At my Mums I was visited by the crisis team and by my health visitor, again I’m super blessed to have an amazing health visitor. It did feel like I was being watched and social services was constantly on my mind; what if they took her away from me?
“I was visited by the crisis team and by my health visitor, again I’m super blessed to have an amazing health visitor.”
I saw my psychiatrist very early on, apparently newly post-natal Mums are at a greater risk of destabilisation. Unfortunately my regular CPN was off sick so I didn’t have that valuable support available. I was allotted a new temporary CPN, which felt a bit alien, I didn’t want to open up to her for fear of them deeming me an unfit mother. My medications were changed as they couldn’t be, whilst I was pregnant, but the old meds weren’t suiting me. A medication change is always scary for me as I had a really tough time with the first meds I was on. The new meds kicked in quite soon and they really helped. The biggest shock for me was taking Molly home, I felt so isolated without people around, I felt like my flat was a cell.
Molly was a summer baby, I have always enjoyed walking; it gives me time to think. I would walk everywhere as I’m not allowed to drive until I have been stable and without any medication changes. It took several attempts to get my meds right as I developed post-natal depression and struggled to form a bond with Molly in the early days.
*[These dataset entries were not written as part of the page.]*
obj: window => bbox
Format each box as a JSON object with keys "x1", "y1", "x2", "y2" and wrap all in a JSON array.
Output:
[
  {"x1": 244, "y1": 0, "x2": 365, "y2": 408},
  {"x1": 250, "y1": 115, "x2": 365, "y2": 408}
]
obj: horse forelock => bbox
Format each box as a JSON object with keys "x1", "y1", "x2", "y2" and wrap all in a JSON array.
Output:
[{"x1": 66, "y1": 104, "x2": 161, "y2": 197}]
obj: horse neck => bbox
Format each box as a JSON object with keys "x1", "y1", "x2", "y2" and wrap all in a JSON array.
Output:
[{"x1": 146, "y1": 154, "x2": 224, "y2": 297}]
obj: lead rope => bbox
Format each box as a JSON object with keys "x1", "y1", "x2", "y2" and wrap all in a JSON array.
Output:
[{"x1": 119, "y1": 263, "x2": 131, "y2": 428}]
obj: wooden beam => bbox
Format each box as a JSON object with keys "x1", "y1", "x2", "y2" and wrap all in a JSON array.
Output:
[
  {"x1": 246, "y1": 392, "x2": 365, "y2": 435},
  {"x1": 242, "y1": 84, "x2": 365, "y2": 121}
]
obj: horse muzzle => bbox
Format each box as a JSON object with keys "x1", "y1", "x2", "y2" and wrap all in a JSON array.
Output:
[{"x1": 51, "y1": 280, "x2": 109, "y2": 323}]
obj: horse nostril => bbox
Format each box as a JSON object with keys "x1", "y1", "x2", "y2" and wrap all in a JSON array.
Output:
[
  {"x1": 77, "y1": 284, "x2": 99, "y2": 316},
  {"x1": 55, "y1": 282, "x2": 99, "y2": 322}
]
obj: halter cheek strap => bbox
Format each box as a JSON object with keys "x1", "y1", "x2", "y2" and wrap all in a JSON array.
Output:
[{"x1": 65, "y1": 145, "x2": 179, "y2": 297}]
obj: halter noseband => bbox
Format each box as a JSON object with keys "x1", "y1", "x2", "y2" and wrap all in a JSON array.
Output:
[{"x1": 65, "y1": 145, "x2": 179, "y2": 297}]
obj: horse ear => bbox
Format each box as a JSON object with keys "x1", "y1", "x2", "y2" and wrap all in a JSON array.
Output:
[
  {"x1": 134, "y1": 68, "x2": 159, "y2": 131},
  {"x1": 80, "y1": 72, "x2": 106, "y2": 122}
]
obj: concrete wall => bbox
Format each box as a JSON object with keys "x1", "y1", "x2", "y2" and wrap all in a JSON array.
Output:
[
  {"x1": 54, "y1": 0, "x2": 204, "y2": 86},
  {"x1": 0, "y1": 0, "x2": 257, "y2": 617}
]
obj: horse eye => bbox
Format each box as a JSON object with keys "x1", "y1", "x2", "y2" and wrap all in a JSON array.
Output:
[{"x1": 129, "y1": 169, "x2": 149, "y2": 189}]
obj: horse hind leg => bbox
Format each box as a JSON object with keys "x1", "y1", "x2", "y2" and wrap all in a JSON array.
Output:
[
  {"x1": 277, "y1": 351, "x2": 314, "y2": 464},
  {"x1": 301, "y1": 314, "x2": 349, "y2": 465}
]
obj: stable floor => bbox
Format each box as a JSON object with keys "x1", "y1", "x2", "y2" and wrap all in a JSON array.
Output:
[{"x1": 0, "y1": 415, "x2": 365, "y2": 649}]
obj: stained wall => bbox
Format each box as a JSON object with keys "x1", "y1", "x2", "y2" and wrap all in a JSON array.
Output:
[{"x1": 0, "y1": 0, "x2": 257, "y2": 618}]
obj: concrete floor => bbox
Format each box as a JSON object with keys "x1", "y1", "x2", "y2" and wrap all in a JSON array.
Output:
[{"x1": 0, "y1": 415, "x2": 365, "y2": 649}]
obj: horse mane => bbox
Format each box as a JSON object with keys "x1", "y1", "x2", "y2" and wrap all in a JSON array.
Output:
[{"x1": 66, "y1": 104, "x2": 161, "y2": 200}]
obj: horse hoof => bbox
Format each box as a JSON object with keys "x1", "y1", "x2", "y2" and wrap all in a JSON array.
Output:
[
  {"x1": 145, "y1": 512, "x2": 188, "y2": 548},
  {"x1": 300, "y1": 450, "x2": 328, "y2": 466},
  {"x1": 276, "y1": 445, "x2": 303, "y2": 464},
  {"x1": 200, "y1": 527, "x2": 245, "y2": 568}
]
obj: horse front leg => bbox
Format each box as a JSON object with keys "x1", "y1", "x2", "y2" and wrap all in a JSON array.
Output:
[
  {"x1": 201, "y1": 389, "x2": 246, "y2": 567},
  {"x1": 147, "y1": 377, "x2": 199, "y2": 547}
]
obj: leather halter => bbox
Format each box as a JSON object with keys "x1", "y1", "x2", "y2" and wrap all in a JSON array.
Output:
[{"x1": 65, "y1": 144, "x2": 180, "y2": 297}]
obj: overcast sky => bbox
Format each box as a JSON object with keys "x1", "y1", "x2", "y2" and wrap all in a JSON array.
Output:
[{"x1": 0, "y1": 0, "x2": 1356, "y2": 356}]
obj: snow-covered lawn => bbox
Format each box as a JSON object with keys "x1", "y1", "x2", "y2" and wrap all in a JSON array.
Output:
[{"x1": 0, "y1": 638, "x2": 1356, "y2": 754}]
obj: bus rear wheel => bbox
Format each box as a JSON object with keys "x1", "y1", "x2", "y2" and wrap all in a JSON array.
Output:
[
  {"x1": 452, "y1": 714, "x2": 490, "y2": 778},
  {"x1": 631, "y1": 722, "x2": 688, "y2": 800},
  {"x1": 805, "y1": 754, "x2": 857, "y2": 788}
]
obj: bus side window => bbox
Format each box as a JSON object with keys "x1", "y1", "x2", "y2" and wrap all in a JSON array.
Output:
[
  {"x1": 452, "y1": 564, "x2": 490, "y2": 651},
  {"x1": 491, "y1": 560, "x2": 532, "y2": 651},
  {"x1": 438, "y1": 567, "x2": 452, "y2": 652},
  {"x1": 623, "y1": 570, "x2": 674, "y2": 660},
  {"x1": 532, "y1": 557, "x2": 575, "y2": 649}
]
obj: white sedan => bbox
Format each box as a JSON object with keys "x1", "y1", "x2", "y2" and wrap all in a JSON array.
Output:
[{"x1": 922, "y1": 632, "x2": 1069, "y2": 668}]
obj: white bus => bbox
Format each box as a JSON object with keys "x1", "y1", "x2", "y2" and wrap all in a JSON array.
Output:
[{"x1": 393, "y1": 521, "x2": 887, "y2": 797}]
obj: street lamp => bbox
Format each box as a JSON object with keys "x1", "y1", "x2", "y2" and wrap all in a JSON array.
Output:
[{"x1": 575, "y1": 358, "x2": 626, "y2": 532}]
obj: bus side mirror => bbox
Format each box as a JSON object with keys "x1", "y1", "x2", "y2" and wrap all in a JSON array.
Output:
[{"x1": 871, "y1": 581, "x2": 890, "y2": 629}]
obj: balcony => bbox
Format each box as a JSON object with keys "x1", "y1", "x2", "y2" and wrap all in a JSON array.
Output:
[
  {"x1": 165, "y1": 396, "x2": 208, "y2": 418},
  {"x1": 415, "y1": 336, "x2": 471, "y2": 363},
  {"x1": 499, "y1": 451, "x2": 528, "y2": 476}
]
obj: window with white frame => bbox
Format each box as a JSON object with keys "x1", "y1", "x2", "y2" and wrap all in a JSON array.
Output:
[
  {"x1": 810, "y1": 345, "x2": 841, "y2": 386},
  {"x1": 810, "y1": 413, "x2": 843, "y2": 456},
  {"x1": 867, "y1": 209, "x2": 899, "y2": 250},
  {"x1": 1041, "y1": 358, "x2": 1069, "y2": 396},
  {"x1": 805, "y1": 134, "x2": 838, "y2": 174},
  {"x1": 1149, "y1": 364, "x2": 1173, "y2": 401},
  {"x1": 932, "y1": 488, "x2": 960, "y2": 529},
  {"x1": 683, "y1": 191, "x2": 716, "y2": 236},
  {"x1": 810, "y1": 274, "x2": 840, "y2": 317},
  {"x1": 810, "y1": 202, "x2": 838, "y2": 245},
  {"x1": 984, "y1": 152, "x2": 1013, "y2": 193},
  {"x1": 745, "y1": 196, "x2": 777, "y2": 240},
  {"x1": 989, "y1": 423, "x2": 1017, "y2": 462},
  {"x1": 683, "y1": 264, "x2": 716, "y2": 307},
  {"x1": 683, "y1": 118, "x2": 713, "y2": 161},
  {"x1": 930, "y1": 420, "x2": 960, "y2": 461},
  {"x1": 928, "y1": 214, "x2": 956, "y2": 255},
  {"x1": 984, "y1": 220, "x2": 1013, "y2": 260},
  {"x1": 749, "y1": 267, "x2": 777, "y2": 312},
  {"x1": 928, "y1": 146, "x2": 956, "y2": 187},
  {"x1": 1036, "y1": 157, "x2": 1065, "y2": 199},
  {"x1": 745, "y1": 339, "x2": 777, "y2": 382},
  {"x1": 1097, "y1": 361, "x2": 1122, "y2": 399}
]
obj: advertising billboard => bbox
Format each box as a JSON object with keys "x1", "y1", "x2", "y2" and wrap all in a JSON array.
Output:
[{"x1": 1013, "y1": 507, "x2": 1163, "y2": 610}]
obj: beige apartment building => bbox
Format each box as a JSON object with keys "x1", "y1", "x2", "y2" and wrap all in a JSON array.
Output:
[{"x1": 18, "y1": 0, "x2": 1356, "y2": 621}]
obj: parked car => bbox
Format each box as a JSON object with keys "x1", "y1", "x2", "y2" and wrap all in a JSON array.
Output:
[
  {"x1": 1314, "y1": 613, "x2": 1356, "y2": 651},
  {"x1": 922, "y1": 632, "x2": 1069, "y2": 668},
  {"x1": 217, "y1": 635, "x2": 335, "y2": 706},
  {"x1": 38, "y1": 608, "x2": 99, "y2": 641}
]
I’m currently going through a medication change and I’m pleased to say that the new meds seem to be the right combination for me. My ex partner and I coparent, he has her three nights a week and I have her for the other four nights. This really suits us as it gives me time to rest and recover, one of my triggers is lack of sleep so I have to make sure I’m well rested. Luckily Molly slept through from two weeks old, this felt like such an answer to prayer.
“Molly was a summer baby, I have always enjoyed walking; it gives me time to think.”
Now Molly is nine months old and her character is really developing. Our bond is growing daily. I love her more than I ever imagined possible and it’s a different type of love. I’ve never been stable before so it feels like I’m having to learn how to live life differently
I met Johny in September and have fallen in love. He’s amazing with Molly and is a great support for me. He really understands my bipolar and is a real calming influence on me. I have regular visits from my health visitor and CPN at home. My meds are finally right and I’m feeling happy for the first time in a long time. Johny’s cooking us a lovely meal and I’m enjoying my weekly baby free day off. I do miss her when she’s at her Dads, he sends me videos throughout the day so I feel like I’m involved. I love being a Mum and the future now seems bright. Due to my experience I have decided to train as a Doula so that I can help other Mums through their pregnancy and birth, this is a really exciting step in my career and the future now seems bright.